Subsection 7.3.3 Angular Momentum
A rigid body rotating with angular velocity, \(\omega\) about a fixed axis has an angular momentum \(L\) about this axis which is given by
\begin{equation*}
\vec{L}=I\vec{\omega}.
\end{equation*}
where \(I\) is the moment of inertia of the body about this axis. To change the angular momentum of a body, an external torque must be applied to it. Similar to
\begin{equation*}
F=\frac{\,dp}{\,dt} = ma,
\end{equation*}
in linear dynamics, we have in rotational dynamics
\begin{equation*}
\Gamma=\frac{\,dL}{\,dt} =I \alpha = I\frac{\,d\omega}{\,dt}.
\end{equation*}
That is, the torque acting on a rigid body is equal to the rate of change of the angular momentum. The direction of torque is along the change in angular momentum. The direction of angular momentum \(\vec{L}=I\vec{\omega}\) is along the angular velocity, which is along the axis of rotation. In the absence of external torques, the angular momentum of a rigid body must be constant, in other words, there is no change in the angular momentum when the sum of the external torques is zero. This is known as the principle of conservation of angular momentum, i.e., \(\Delta L =0.\) Similarly, the angular impulse
\begin{equation*}
\Delta J_{\theta} = \Gamma \Delta t =\Delta L.
\end{equation*}
Thus the change in angular momentum is equal to the angular impulse. Again,
\begin{equation*}
\vec{\Delta L}=\vec{r}\times\vec{F}\Delta t = \vec{r}\times\frac{\Delta p}{\Delta t}\Delta t=\vec{r}\times\vec{\Delta p}.
\end{equation*}
Hence angular momentum is also called moment of momentum. It is a vector quantity. It is acting along the direction perpendicular to the plane subtends by \(\vec{r}\) and \(\vec{v}.\) The angular momentum of a point particle is a measure of the circulation of the particle’s linear momentum about some specific point. In Figure 7.3.3, \(r\) is a position vector of mass, \(m\) measured from point \(O.\)
\begin{equation*}
|\vec{L}|= |\vec{r}\times\vec{p}| =| m\left(\vec{r}\times\vec{v}\right)| = mrv\sin\theta
\end{equation*}
here \(v\sin\theta \) is a component of velocity (or momentum) along position vector \(r\text{.}\) If the position vector and the velocity are contained in the x-y plane then the angular momentum is either along the +z axis or along the -z axis. If the right hand fingers pointed along the position vector curl along the velocity vector, then thumb will give the direction of angular momentum. In the Figure 7.3.3 if the right hand fingers are along the red dashed line curled towards the momentum vector then thumb is pointed out of the paper.

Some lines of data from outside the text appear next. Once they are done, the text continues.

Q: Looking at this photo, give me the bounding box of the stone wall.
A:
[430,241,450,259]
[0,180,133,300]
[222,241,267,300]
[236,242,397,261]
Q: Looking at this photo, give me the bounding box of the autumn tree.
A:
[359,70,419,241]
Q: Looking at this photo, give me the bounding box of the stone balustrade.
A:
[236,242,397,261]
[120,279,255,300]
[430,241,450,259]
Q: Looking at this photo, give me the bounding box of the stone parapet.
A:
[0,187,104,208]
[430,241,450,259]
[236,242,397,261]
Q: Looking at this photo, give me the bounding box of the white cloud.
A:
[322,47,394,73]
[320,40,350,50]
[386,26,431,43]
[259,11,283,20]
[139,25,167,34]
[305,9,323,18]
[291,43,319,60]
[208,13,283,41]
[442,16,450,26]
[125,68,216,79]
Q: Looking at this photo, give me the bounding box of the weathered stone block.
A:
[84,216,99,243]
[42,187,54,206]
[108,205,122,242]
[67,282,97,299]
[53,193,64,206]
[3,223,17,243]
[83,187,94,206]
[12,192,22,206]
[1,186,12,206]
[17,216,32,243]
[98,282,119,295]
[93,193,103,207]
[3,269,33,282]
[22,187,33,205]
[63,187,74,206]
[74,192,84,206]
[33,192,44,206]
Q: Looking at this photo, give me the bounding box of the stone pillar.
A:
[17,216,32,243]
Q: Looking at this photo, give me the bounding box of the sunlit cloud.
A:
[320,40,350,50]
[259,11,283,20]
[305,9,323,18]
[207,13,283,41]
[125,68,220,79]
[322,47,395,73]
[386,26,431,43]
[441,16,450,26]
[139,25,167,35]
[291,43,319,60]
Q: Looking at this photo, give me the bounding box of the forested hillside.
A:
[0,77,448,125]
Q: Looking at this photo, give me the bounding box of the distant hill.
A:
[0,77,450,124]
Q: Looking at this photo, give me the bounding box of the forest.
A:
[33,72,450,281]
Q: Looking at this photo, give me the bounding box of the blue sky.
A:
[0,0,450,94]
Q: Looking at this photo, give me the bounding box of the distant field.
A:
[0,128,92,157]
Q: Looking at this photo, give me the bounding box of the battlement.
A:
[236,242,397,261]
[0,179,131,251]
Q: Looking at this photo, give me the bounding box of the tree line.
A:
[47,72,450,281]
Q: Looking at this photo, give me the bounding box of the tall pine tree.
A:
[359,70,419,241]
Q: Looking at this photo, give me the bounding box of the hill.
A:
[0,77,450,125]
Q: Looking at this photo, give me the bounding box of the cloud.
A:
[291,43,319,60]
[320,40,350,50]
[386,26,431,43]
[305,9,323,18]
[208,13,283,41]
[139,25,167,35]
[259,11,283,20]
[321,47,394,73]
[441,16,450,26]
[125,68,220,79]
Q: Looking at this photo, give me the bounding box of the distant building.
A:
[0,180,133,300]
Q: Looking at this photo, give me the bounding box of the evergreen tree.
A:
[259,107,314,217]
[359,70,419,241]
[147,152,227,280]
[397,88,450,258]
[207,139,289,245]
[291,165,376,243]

The angular momentum vector depends on the position vector of the point particle, therefore it depends on the point from which the particle’s position is measured. Consider a particle of mass \(m\) moving along the \(+x\) axis with velocity \(v\) as shown in Figure 7.3.4.(a), then the angular momentum of this particle is given with respect to points \(A\) and \(B\) are
\begin{equation*}
|\vec{L}_{A}| = |\vec{r}_{A}\times\vec{p}|
\end{equation*}
\begin{equation*}
= |m\vec{r}_{A}\times\vec{v}| = mr_{A}v\sin\theta =mr_{A}v\sin(180^{o}-\beta)
\end{equation*}
\begin{equation*}
=mr_{A}v\sin\beta = mr_{A}v\frac{a}{r_{A}}= mva
\end{equation*}
where \(\vec{L}_{A}\) is pointed into the paper [figure Figure 7.3.4.(b)]. Similarly,
\begin{equation*}
|\vec{L}_{B}| = |\vec{r}_{B}\times\vec{p}|
\end{equation*}
\begin{equation*}
= |m\vec{r}_{B}\times\vec{v}| = mr_{B}v\sin\theta = mr_{B}v\frac{b}{r_{B}}= mvb
\end{equation*}
and \(\vec{L}_{B}\) is pointed out of the paper [figure Figure 7.3.4.(c)].